Acabó por desaparecer.
La sugestión de su presencia persistió sin embargo en el corte que se había ido ensanchando hacia el campo. Espejismos, alucinación. Vaya uno a saberlo. Podía ser también, a su modo y a su escala, un fenómeno semejante al de las estrellas muertas cuya luz continúa incrustada en el cosmos milenios después de su extinción. Así se habrían habituado a ver el vagón sin verlo, durando con su presencia fantasmal donde ya no estaba.
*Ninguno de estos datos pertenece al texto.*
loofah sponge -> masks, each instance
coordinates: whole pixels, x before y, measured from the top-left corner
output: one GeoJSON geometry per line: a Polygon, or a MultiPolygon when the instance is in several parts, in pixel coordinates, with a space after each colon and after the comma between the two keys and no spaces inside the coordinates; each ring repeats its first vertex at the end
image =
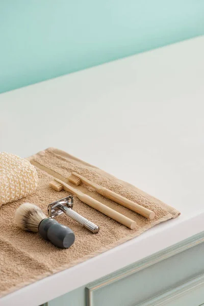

Salvo que la explosión lo hubiera hecho volar para dejarlo allí, enclavado a leguas y leguas de la vía muerta. Pero el vagón no voló. Se alejó lentamente, en una marcha imperceptible y tenaz sobre los rieles de quebracho. Y ya en la tierra salvaje y desierta, merodeadores, vagabundos, parias perseguidos y fugitivos, hasta los leprosos de la colonia fundada por el médico ruso, habrían ayudado al hombre, a la mujer y al chico a empujar el vagón para compartir un instante ese simulacro de hogar que avanzaba por la llanura o retrocedía hacia el pasado, sin rumbo, sin destino, pero desplazando una victoriosa, impávida, salvaje, alucinada atmósfera de seguridad, de coraje, de misterio, lo que también a ellos les comprometía a guardar el secreto.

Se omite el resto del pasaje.